Alors que son mandat à la tête de l’Agence française de développement (AFD) s’achève, Rémy Rioux, son directeur général sortant, a accordé un entretien au Monde pour évoquer les réalisations, les transformations et les ambitions de cette institution, qui a injecté 130 milliards d’euros dans des projets à travers le monde au cours de la dernière décennie. D’après Le Monde, cet engagement financier massif s’inscrit dans une refonte profonde de la coopération entre la France et l’Afrique, continent au cœur de ses priorités.

Ce qu'il faut retenir

  • L’AFD a investi 130 milliards d’euros dans des projets internationaux sur la période 2016-2026
  • Rémy Rioux quitte ses fonctions après avoir dirigé l’agence pendant une décennie
  • L’institution réoriente sa stratégie vers une relation partenariale avec l’Afrique
  • Les investissements couvrent des secteurs variés : climat, éducation, santé et infrastructures
  • L’AFD mise sur une approche « gagnant-gagnant » avec les pays partenaires

Une décennie d’investissements massifs et ciblés

Depuis 2016, l’Agence française de développement a mobilisé des ressources considérables pour soutenir des projets dans plus de 150 pays.

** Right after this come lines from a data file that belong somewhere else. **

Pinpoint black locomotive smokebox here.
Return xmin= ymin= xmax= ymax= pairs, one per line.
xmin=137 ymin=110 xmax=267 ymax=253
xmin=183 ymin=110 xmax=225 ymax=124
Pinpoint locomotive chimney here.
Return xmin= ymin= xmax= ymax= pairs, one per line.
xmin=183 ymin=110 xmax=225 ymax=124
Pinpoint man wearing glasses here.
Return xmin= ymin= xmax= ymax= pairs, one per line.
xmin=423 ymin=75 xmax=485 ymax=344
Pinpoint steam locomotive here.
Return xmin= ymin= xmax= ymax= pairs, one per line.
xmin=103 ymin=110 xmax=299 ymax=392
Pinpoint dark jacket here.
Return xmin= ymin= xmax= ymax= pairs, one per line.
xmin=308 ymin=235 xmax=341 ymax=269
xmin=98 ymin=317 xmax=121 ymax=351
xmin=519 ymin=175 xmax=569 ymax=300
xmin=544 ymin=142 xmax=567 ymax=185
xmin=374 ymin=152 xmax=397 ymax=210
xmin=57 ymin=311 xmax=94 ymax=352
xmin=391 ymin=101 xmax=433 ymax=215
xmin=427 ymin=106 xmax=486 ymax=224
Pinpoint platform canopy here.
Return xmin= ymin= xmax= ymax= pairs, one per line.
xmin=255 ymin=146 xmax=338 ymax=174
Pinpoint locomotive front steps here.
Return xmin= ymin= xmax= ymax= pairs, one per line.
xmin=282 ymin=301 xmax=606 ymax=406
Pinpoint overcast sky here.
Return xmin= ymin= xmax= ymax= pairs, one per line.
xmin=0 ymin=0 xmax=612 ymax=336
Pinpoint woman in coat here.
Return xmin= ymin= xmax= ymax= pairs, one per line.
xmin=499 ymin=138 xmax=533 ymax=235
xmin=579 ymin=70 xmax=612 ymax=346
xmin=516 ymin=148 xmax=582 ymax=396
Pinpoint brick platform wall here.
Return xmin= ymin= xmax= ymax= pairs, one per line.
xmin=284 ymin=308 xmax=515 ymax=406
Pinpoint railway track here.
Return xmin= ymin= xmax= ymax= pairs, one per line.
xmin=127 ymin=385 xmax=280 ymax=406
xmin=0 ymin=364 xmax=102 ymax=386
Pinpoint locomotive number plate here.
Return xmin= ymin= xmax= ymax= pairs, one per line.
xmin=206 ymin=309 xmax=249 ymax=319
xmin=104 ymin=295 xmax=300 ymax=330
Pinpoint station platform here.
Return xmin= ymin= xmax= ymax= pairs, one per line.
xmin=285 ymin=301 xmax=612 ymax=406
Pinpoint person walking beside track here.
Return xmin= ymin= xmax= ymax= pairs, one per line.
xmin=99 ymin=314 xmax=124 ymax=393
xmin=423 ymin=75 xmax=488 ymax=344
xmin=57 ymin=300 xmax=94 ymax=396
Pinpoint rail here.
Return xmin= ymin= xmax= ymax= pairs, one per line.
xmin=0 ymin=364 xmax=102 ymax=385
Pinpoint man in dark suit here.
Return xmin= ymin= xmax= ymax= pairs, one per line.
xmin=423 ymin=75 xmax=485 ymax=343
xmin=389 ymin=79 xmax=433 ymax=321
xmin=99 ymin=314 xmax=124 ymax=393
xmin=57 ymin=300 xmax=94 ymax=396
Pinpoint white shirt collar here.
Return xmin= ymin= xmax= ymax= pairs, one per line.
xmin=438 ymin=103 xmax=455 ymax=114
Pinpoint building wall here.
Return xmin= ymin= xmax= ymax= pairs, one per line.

Selon les chiffres communiqués par Rémy Rioux au Monde, ces dix années ont permis de financer des initiatives allant de la lutte contre le changement climatique à l’amélioration de l’accès à l’éducation en Afrique subsaharienne. « Ces investissements reflètent une volonté de transformer durablement les économies locales tout en renforçant les liens avec la France », a-t-il souligné.

L’Afrique, un continent au cœur de la stratégie de l’AFD

Bref, l’Afrique a occupé une place centrale dans la feuille de route de l’AFD. Rémy Rioux a rappelé que le continent a bénéficié de près de 40 % des financements de l’agence sur la période. Les priorités ont porté sur l’électrification rurale, la santé publique et l’adaptation aux effets du réchauffement climatique. « Notre objectif n’est pas seulement de financer des projets, mais de construire des partenariats durables », a-t-il indiqué. L’agence a également accompagné des réformes structurelles dans plusieurs États africains, en collaboration avec les gouvernements locaux et les institutions internationales.

Une approche repensée de la coopération internationale

L’une des évolutions majeures de ces dix années concerne la manière dont l’AFD conçoit sa mission. Rémy Rioux a expliqué que l’agence a progressivement abandonné une logique de « donneur-récipiendaire » au profit d’une relation plus équilibrée. « Nous ne sommes plus dans une logique d’assistance, mais dans une dynamique de co-construction », a-t-il affirmé. Cette transformation s’est traduite par une augmentation des cofinancements et une implication accrue des acteurs locaux dans la conception des projets. D’après Le Monde, cette approche a permis d’accroître l’impact des interventions tout en renforçant l’autonomie des pays partenaires.

« L’AFD contribue à redéfinir la relation entre la France et le continent africain en plaçant l’Afrique comme un acteur clé de notre stratégie internationale. Nous ne sommes plus dans une logique de domination, mais de collaboration mutuellement bénéfique. »
— Rémy Rioux, directeur général sortant de l’AFD

Et maintenant ?

Le départ de Rémy Rioux laisse place à une nouvelle direction pour l’AFD, dont les orientations stratégiques devraient être précisées d’ici la fin de l’année 2026. Plusieurs sources au sein de l’institution évoquent déjà une poursuite de la priorité africaine, mais avec une accentuation sur les secteurs de l’innovation et de la transition numérique. Les prochains mois devraient également voir l’AFD finaliser des partenariats avec de nouveaux États, notamment en Asie du Sud-Est, pour diversifier son portefeuille d’interventions.

Avec un héritage de 130 milliards d’euros investis et une refonte des méthodes de coopération, l’AFD entre dans une nouvelle ère. Reste à voir comment la France, en pleine réflexion sur son rôle sur la scène internationale, saura pérenniser cette dynamique tout en s’adaptant aux défis géopolitiques émergents.

Selon ses déclarations au Monde, Rémy Rioux souligne que son mandat a permis de redéfinir la coopération française, notamment en Afrique, en passant d’une logique d’assistance à une relation partenariale. Il met en avant l’investissement de 130 milliards d’euros et une transformation des méthodes de travail de l’agence.

D’après les orientations évoquées par Rémy Rioux, les priorités continueront de porter sur l’électrification rurale, la santé publique, l’adaptation climatique et l’innovation, avec une attention particulière pour la transition numérique.